How often do you live in the moment?
Life is busy.
We have created a culture where busy is important and the busier you are the more valuable you must be.
We are so busy that we are constantly either ruminating over something that has already happened, or worrying/planning something in the future.
Our obsession with social media has only made the situation worse. We are so obsessed with documenting our lives that if we’re not careful we forget to live them.
We can’t drink a coffee or eat a meal without taking a carefully framed photo of it to post on Instagram, Facebook or Snapchat so our friends all know we’re drinking coffee.
I want you to know that if you are a user of these platforms and like to take photos of what you are doing, I’m not judging you. Not at all.

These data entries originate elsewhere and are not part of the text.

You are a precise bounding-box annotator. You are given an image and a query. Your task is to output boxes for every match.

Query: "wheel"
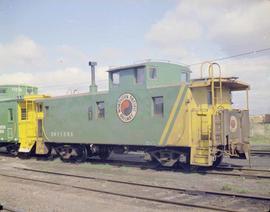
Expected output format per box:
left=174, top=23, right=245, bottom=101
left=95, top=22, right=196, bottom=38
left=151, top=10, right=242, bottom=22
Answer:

When my children were little and I was home alone a lot at one point I realised I was commentating my life in the form of Facebook updates: “Kate is feeling tired and wishes the kitchen would clean itself.”, “Kate is about to change her 5th nappy of the day and thinks it would be good if someone else would cook tea tonight”.
As soon as I realised I was doing it I took a long look at myself and stopped it. I was home alone a lot and social media was my way of staying in touch with the world and letting my friends and family know I was ok.
Social media has a role to play in modern life and I use it a lot, mainly for business these days but I do still pop on for personal reasons sometimes (it is harder to update now the children are older).
As a business owner social media is essential. Most of my contacts found me online. I have to make sure I update all my platforms regularly.
I’m useless at it. Some people seem to manage to take photos everywhere they go. They post amazing photos of them doing their job or with people they are working with.
This photo is the only photo I took last Saturday. It was taken on my drive at 11:35pm when I got home.
So what? You might be thinking.
There are lots of days we don’t take photos.
The difference is, I had an amazing work day. I was up early to drive to Spalding, Lincolnshire. I delivered two great workshops to groups of amazing people, many of whom I had never met before but I know through social media. I then spent the rest of the day with two of my favourite people, Taz Thornton and Asha Thornton-Clearwater and I didn’t take a single photo.
I should have had photos of my workshops. Most of my work is in schools where it is impossible to take photos because of child protection. This was a beautiful workshop in the most idyllic setting and no-one will ever see it.
Part of me is sad that I didn’t remember to take any photos. I know that a business mentor would be furious that I haven’t capitalised on the situation.
I’m glad that I was enjoying spending time doing what I love, with amazing people in a stunning location. That I was so present, listening so carefully to those people and enjoying their company so much that it never crossed my mind to take out my phone and post a photo to social media.
My Dad is the most amazing documenter of our lives. Before taking photos of food was a thing he was taking photos of meals (with the people, not just a plate!) and he has the most incredible collection of photo albums. I can see myself on holiday in France in 1984 and know what I was wearing to go to Le Mans. I have often worried that he takes so many photos that he forgets to enjoy being in the present with his loved ones. It is his gift to the family though and he loves taking photos.
Interestingly, the one time of my life he didn’t document was my time in hospital with my tumour. There is only one photo to my knowledge of that week that I was in hospital and that is of my daughter sitting watching Cbeebies by my bed. This isn’t the only time he didn’t document. He didn’t snap a photo of me crying after I fell off my bunk bed and broke my collar bone either.
He was present. He was far too busy making sure I was ok. Worrying about my wellbeing. He didn’t care about documenting it.
Life is a gift. It is our most important purpose to live it.
We recently took my son to the Natural History Museum. He loved it. It was an amazing day out. We sat outside having a drink and an ice cream after we had looked round (it was at Easter before Noah started building his Ark!) there were lots of families doing the same thing. Some sitting at tables, others on the grass, but when I looked at all these groups everyone was staring at a screen. Families with the children eating an ice cream and both parents staring at their phones. We are missing out on so much living by obsessively sharing our lives with others and checking what other people are doing.
We get stuck in a cycle and we can’t get out.
More worrying for me is the effect this has on our mental health.
We don’t share the struggles, the difficulties. We share the highlights. This leads everyone to believe that we are living perfect lives and to question their own lives.
As teachers we are constantly looking for evidence to document a child’s progress. We take photos and photocopies of work and if we’re not careful we forget to just enjoy watching the learning process. Seeing a child suddenly grasp a concept or achieve something for the first time is something to be celebrated, and yes it needs to be documented, but enjoy the moment first.
When you are with your loved ones, enjoy every moment. They are precious and you never know when the last time you will get to spend that magical time with them will be. I have had a few wake up calls recently and I am pretty good at being present. Make the most of every moment you have. Enjoy being where you are and if you manage to take a few photos, great, but if you are too busy enjoying yourself, that is great too. Sometimes our memories are more important than our photos.